Approximately 50% of this guide is devoted to the first topic which examines the economic feasibility of investing capital in a project. Project cash flows are defined, certain forms of project costs are restructured, and a typical project investment cash flow profile is examined. The meaning of capital, supply and flow of capital, and cost of capital are described. Economic profitability is measured using the net present value, payout, internal rate of return, and capital efficiency index measures. In-depth descriptions of these four measures are provided and their applications illustrated through simplified numeric examples. A de-financing procedure is applied to remove embedded financing costs from lease and cost-of-service fees to avoid distorting the economic measures.

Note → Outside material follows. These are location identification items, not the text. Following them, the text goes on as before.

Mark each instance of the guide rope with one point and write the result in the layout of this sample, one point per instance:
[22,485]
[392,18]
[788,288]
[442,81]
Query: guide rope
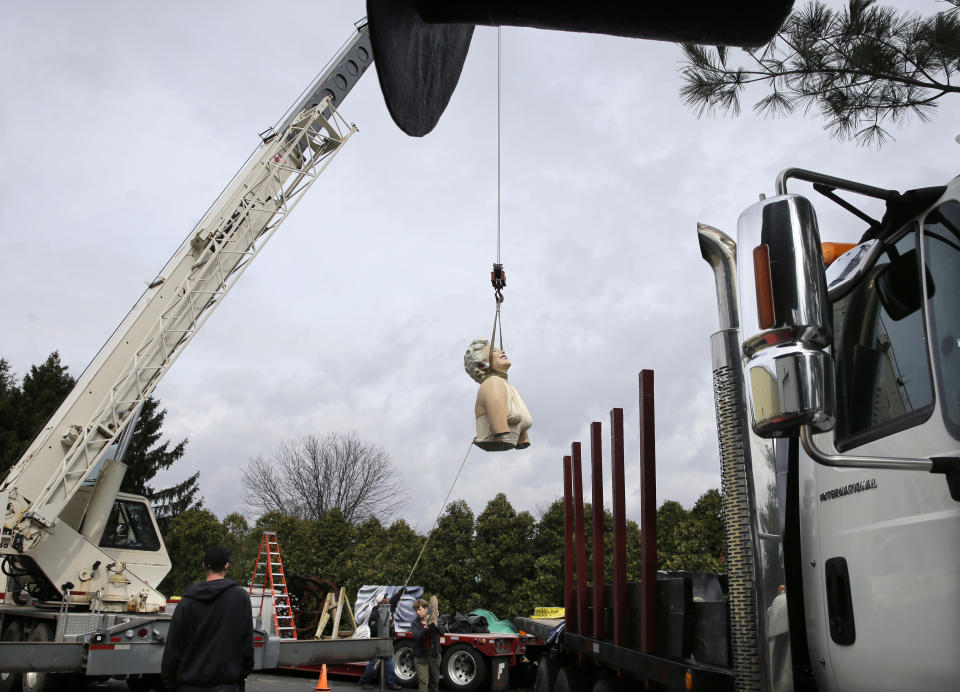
[437,520]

The remaining topics are described from first principles and are illustrated using simplified numeric examples. The three topics describing the derivation of cost-of-service (tariff) fees, the de-financing of project cash flows, and the determination of bid purchase prices for assets and entire companies are specialized topics not easily located in current financial literature.

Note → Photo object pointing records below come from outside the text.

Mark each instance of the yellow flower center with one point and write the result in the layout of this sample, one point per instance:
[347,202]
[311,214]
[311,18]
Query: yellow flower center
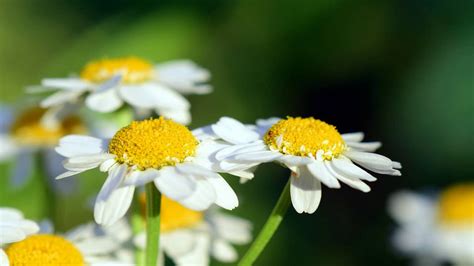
[28,129]
[133,70]
[153,143]
[305,137]
[456,205]
[174,215]
[44,250]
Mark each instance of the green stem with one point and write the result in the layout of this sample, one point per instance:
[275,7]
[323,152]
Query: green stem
[153,202]
[269,228]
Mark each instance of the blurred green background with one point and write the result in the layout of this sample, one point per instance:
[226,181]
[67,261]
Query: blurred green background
[401,71]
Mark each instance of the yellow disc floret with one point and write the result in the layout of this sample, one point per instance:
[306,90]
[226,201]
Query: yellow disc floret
[28,128]
[44,250]
[153,143]
[132,69]
[456,204]
[174,215]
[305,137]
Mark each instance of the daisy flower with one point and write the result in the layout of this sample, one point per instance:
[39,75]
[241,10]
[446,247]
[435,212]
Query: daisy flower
[108,83]
[13,228]
[155,150]
[435,229]
[35,130]
[313,150]
[85,245]
[191,237]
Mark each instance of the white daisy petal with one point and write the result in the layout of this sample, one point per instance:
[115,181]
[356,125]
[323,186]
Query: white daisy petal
[370,160]
[228,167]
[151,95]
[364,146]
[107,212]
[257,157]
[105,165]
[60,97]
[109,84]
[291,160]
[83,163]
[225,195]
[139,178]
[65,83]
[346,179]
[245,174]
[113,181]
[173,184]
[77,145]
[182,116]
[305,191]
[11,234]
[347,168]
[233,131]
[353,137]
[104,102]
[206,153]
[202,197]
[268,122]
[199,255]
[240,148]
[195,170]
[319,171]
[68,174]
[204,133]
[4,258]
[97,246]
[9,214]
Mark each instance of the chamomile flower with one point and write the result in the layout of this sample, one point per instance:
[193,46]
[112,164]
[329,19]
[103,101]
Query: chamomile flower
[34,131]
[108,83]
[435,229]
[313,150]
[191,237]
[85,245]
[13,228]
[155,150]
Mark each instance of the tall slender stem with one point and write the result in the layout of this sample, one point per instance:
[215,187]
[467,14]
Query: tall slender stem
[153,204]
[269,228]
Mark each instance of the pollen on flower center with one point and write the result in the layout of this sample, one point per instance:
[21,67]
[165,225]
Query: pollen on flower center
[153,143]
[174,215]
[44,250]
[305,137]
[456,204]
[132,69]
[29,130]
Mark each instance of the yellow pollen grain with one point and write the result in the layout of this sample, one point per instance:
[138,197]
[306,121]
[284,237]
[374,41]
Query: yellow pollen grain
[305,137]
[133,70]
[44,250]
[456,204]
[153,143]
[174,215]
[27,129]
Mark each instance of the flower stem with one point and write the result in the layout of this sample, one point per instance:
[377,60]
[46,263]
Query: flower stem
[153,202]
[269,228]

This guide is divided into two parts. Part A provides overview explanations of concepts, measurements, and methodologies for all topics and utilizes numeric illustrations at summary levels. Part B describes in more detail the calculations, concepts, methodologies and algebra used to derive the results presented in Part A. With this construct, readers can choose to limit their reading to Part A to obtain a high-level understanding of key concepts and methodologies or readers can choose to dig into the numeric details and explanations by reading Part B as well to develop a more comprehensive understanding.
All calculations are displayed and carefully described but calculations do not explain meanings. To explain meanings, creative illustrations and analogies are utilized extensively throughout this guide. For example, the concept of economic profit is carefully developed and utilized to explain the concept of net present value in a manner not found in other financial books. Analogies are drawn to the common bank savings account to illustrate the meaning of certain economic measures. The difficult concept of cost of capital is explained by treating cost of capital as a cash fee paid by a project to its parent company. This cash fee is divided into three cash components: debt interest payments, stock dividend payments, and a share-value-increase amount determined by financial theory.

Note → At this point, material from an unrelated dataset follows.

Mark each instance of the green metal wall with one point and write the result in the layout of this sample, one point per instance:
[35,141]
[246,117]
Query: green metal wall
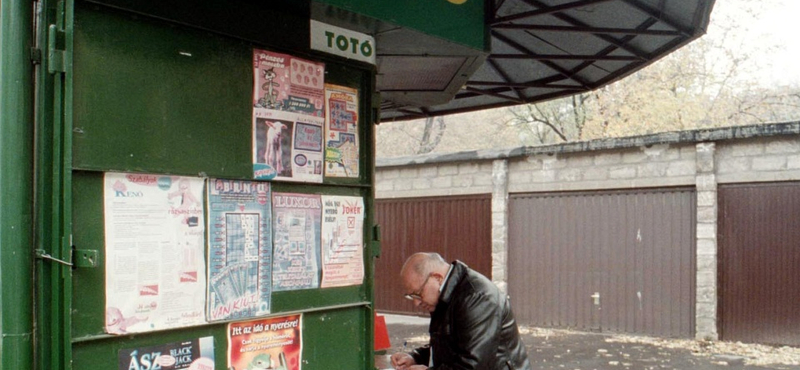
[149,89]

Explanations are supported by diagrams, point form summaries, simplified numeric examples and bar charts in 278 figures spread over 300 pages.
About the Author: Ted Lawrence worked in the Canadian oil and gas industry for 40 years and served as a petroleum economist for most of that time until retiring. Ted performed and supervised a multitude of project economic evaluations for eastern Canada offshore oil development, central Canada petroleum refining and marketing, western Canada oil and gas, Alberta oil sands, the Canadian arctic, mid-western USA, the North Sea, North Africa and the Middle East. These economic evaluations included the appraisals of deep water oil and gas exploration prospects, the development of billion dollar offshore oil-platform projects, the determination of purchase prices for major assets and energy companies, the determination of pipeline tolls, the evaluation of time charter arrangements for marine oil tankers, the leasing of equipment, vehicles, commercial property and aircraft, the evaluation of liquefied natural gas (LNG) projects, optimization of refinery production costs and countless other applications.
Ted instructed numerous in-house economic evaluation workshops in Canada as well as several internationally and authored economic evaluation guidelines and policies for internal corporate use. He was repeatedly asked to recommend a good economic evaluations book. Having not come across such a book, writing this book became his retirement project. Ted participated in many negotiating and lobbying sessions with energy companies, governments and business associations on behalf of his employer.
Ted began his oil and gas career as a university student in the co-op program at the University of Waterloo. He obtained his Bachelor of Mathematics degree from the University of Waterloo in 1975 and earned his Master's in Business Administration degree in finance from the University of Calgary in 1981. Ted worked for three major integrated oil and gas companies during his career.